ALSO: WHY ARE PEOPLE GETTING NEGGED? GO EVEN YOUR APs SOMEWHERE ELSE. I dont see anything wrong with axesterminated's post, so why the negs? If you have a grudge againts the person, THEN SAVE IT FOR SOME OTHER BLOODY TIME WHEN HE SCREWS UP! sheesh, people cannot even offer their help in this place without getting negged up the ass.
February 6th, 2004, 03:53 PM
Run a sniffer on your machine while this is occuring and go through the collected data
Don't just do a straight netstat, try something like this "netstat -nao 3 > temp.txt".
This will run netstat every 3 seconds and log it to the file temp.txt.
What type of network on you on ?
Do you use Wireless ?
February 6th, 2004, 04:32 PM
Is it possible the 'intruder' has compromised the AIM main system ?
I have seen similar situations on chat rooms where 'intruders' monitor everyone's chat at the source.
Have you registered a complaint with AIM ?
February 6th, 2004, 05:22 PM
Compromising the AIM system is a huge feat now. In the olden days, the servers were centralized. Now, however, there are fewer servers and they only create the initial directions of the packets. IMs are sent directly between machines now. (Don't believe me? Send IMs with the Timestamp on, and then correlate that the outgoing packets on your machine. The IPs will match up every time.)
If someone were to succeed in doing this, they would be able to shut down the system or completely screw up accounts, take over whatever they wanted. Someone who got into the system would probably have more interesting things to do than eavesdrop on one person's conversations.

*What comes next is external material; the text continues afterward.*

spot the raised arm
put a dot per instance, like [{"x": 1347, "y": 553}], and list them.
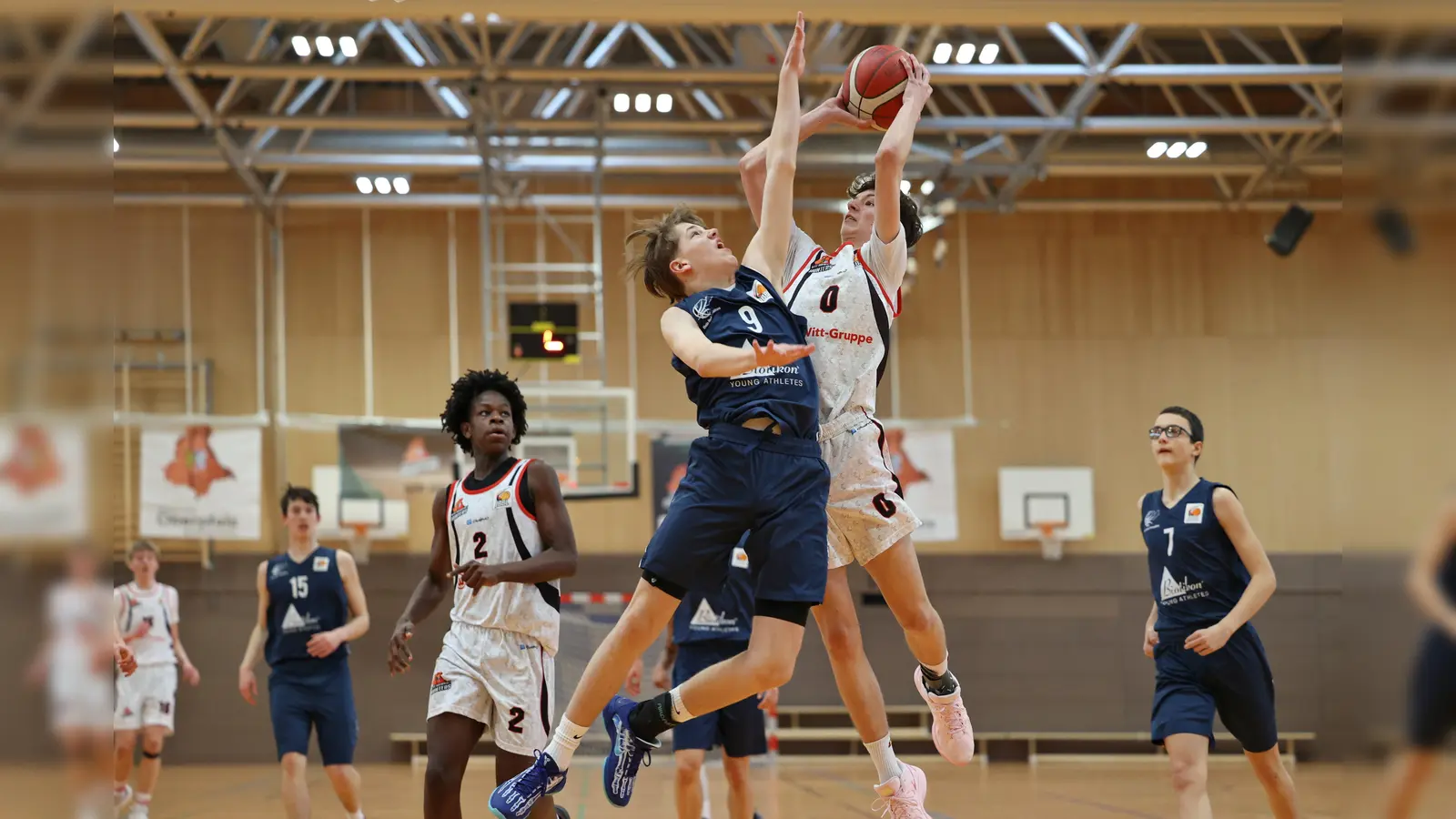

It seems most likely to me that its a keylogger, since it sounded like only one side of the conversation was being reported. The keylogger could easily be running on your system. Try taking a look at your running processes, and then take a look at the start-up processes (msconfig, here we come.)
If that turns up nothing, then I'm not sure I know what's going on or what might work.
Hope that helps...
February 6th, 2004, 06:58 PM
Is your AV updated?
You might want to check these sites out-
Free trojan scan:
AIM 5.2+ encryption certificate:
February 6th, 2004, 07:00 PM
Cyber1d is correct in that this stuff is stealthy, it is also technically "legitimate" depending on how it is used, so countermeasures providers have to be a bit careful?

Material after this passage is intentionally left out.